2. Mutawatir Al-Ma’nawi, yaitu hadits yang mutawatir pada maknanya saja tidak pada lafadhnya. Seperti hadits mengangkat dua tangan ketika berdo’a. Terdapat sekitar 100 hadits yang menjelaskan mengenai masalah mengangkat tangan ketika berdo’a, pada setiap hadis tersebut menyebutkan bahwa Nabi mengangkat tangan ketika berdoa, namun hal tersebut dilakukan dalam kesempatan berbeda-beda. Jika dilihat dari segi lafadhnya hadits tersebut tidak mutawatir, tapi apabila semua hadits yang menjelaskan tentang mengangkat tangan saat berdo’a maka hadits tersebut dikategorikan sebagai hadits mutawatir.

Hukum Hadits Mutawatir

     Khobar mutawatir menghasilkan ilmu yang pasti (ilmu dhoruri), yaitu pengetahuan yang pasti akan dipercaya oleh semua orang dan mereka semua akan  membenarkan dengan tegas seakan-akan mereka menyaksikannya sendiri speristiwa. Jadi semua  hadits mutawatir diterima dan tidak perlu lagi mengkaji keadaan perowinya.

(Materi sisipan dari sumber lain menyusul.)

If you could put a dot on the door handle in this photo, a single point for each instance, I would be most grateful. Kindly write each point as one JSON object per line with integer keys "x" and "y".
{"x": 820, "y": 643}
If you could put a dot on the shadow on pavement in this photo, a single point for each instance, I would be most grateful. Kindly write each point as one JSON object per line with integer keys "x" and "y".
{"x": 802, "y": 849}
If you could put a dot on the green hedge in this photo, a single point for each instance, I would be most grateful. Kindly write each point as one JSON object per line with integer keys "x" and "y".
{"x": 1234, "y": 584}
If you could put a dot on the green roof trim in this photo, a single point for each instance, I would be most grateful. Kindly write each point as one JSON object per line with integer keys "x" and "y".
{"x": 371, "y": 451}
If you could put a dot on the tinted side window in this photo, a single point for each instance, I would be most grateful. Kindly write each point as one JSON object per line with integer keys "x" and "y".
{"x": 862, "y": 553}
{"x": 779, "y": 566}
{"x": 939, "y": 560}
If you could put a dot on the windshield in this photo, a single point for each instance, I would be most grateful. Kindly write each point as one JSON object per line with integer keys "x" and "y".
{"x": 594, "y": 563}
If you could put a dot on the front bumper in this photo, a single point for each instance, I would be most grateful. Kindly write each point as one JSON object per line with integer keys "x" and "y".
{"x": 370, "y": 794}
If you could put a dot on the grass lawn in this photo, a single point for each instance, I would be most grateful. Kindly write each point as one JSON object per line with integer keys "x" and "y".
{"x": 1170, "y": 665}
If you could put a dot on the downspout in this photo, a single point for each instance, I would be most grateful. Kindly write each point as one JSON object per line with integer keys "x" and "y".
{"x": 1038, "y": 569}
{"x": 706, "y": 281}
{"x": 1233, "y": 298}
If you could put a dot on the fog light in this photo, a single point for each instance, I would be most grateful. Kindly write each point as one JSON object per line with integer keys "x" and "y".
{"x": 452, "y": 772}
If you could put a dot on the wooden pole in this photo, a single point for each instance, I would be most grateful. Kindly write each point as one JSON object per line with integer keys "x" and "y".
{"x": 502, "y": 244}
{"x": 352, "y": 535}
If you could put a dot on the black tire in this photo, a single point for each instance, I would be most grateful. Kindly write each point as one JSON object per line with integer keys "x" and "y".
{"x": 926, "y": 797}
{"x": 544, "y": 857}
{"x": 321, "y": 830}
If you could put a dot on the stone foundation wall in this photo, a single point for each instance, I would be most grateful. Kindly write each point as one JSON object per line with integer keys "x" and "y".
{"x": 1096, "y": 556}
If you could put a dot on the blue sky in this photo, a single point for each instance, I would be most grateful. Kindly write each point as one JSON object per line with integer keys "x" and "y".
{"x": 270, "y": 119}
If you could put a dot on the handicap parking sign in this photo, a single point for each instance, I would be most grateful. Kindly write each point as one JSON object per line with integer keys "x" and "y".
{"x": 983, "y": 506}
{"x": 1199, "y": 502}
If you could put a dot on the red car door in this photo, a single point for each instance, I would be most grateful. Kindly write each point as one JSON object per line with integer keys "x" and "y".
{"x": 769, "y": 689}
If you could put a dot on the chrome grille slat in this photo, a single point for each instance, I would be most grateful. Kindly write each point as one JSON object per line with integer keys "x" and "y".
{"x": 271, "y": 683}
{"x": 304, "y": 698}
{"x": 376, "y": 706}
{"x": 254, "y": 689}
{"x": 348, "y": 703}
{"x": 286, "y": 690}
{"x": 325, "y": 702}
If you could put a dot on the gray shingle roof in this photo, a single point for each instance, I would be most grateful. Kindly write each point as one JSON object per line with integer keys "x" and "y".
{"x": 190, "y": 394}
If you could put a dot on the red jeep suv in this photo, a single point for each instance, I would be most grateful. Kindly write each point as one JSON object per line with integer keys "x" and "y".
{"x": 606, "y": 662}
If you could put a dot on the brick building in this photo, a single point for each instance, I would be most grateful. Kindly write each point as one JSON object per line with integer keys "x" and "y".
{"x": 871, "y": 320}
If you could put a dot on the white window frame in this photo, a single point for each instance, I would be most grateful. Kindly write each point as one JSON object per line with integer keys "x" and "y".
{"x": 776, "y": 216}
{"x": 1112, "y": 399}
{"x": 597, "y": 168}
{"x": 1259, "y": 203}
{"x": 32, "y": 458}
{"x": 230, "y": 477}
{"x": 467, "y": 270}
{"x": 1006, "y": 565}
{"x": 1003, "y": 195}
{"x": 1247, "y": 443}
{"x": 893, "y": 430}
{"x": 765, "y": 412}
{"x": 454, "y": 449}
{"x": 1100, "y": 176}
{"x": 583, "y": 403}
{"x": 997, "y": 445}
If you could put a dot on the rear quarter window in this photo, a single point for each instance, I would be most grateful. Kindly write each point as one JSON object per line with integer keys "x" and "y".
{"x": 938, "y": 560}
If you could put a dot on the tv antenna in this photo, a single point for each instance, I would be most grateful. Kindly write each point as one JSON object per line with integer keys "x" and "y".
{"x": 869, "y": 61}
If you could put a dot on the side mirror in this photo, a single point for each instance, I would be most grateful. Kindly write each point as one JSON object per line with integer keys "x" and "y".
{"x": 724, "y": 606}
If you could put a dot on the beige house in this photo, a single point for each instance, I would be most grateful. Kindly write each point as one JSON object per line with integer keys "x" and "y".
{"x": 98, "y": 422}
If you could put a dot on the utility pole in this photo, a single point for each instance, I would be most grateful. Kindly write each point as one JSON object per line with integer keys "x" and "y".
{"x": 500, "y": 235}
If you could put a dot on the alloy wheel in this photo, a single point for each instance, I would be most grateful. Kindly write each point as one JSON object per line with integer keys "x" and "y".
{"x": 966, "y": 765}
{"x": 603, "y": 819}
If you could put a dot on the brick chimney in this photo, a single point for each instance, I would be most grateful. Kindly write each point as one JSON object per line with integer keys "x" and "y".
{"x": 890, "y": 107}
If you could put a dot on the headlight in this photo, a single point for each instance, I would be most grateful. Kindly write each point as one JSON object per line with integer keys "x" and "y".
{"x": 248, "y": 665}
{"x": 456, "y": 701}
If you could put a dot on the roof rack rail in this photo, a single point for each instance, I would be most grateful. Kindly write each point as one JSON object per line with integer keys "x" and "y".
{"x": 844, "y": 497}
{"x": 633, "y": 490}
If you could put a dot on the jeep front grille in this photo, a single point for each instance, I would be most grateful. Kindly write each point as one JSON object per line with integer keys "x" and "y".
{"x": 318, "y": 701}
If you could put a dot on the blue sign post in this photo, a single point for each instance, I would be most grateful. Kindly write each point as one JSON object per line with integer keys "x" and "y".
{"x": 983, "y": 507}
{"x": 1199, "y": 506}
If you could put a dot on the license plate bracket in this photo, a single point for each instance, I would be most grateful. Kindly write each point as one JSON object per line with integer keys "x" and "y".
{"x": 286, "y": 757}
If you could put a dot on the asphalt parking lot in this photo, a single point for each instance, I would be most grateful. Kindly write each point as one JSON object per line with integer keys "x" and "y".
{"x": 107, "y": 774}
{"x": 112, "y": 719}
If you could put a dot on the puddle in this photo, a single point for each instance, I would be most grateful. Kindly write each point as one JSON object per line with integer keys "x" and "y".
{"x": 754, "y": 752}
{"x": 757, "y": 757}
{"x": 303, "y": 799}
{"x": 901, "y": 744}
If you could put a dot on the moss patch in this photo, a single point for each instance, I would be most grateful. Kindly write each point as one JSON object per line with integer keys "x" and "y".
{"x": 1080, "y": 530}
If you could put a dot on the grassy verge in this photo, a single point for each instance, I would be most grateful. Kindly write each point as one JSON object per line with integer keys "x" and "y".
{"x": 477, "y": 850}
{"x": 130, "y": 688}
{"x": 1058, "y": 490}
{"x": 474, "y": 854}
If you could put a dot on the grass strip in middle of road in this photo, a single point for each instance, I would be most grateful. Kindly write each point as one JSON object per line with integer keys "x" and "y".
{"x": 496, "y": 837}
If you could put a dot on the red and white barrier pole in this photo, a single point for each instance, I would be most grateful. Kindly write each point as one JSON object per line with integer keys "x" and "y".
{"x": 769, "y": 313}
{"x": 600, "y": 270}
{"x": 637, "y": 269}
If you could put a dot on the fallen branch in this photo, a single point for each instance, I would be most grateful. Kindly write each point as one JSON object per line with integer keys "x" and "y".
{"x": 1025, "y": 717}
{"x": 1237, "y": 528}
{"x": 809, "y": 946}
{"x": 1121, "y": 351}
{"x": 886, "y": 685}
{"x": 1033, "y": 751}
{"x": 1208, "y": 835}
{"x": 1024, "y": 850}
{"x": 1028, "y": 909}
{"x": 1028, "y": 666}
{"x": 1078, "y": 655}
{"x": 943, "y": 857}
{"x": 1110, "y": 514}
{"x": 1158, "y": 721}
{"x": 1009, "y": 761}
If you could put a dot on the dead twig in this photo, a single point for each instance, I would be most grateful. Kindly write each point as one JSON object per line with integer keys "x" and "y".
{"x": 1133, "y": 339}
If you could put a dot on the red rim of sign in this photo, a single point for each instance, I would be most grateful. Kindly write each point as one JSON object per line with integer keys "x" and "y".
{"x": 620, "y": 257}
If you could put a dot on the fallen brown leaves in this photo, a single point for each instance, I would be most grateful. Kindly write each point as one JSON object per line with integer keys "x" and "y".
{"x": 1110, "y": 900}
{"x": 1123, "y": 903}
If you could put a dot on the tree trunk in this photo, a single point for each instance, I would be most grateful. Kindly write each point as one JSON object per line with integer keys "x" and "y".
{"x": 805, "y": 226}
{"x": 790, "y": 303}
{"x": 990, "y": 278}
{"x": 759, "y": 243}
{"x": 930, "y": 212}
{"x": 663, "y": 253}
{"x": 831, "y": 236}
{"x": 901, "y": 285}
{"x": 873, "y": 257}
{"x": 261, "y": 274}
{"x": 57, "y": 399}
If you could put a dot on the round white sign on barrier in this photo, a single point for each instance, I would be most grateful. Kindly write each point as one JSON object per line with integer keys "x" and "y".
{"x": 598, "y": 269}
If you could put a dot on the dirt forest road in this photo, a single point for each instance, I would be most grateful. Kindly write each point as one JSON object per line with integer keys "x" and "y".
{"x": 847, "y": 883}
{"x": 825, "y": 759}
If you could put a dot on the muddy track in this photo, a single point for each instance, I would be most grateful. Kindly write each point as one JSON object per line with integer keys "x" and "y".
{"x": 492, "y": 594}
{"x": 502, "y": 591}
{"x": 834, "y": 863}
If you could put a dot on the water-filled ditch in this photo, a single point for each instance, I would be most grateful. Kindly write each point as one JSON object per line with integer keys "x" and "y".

Kewujudan Hadits Mutawatir

     Terdapat bilangan yang cukup banyak hadis mutawatir, diantaranya hadis yang menjelaskan tentang telaga (haudh), mengusap kedua sepatu (mashul huffain), mengangkat dua tangan di dalam solat, hadis “semoga Alloh menyinari seseorang yang mendengar hadis” dan banyak lagi.

Namun, jika dibandingkan dengan hadis ahad, bilangan hadis mutawatir sangatlah sedikit.

Karya-karya mengenai hadits mutawatir

     Para ulama memberi perhatian khusus dalam menghimpun hadis-hadis Mutawatir di dalam karangan berasingan bagi memudahkan pelajar-pelajar membuat rujukan, dari kitab-kitab tersebut yang masyhur adalah:

a) “Al-Azhar Al-Mutanatsiroh Fil Akhbar  Al-Mutawatiroh” karangan Imam al-Suyuti. Kitab ini disusun mengikut bab-bab.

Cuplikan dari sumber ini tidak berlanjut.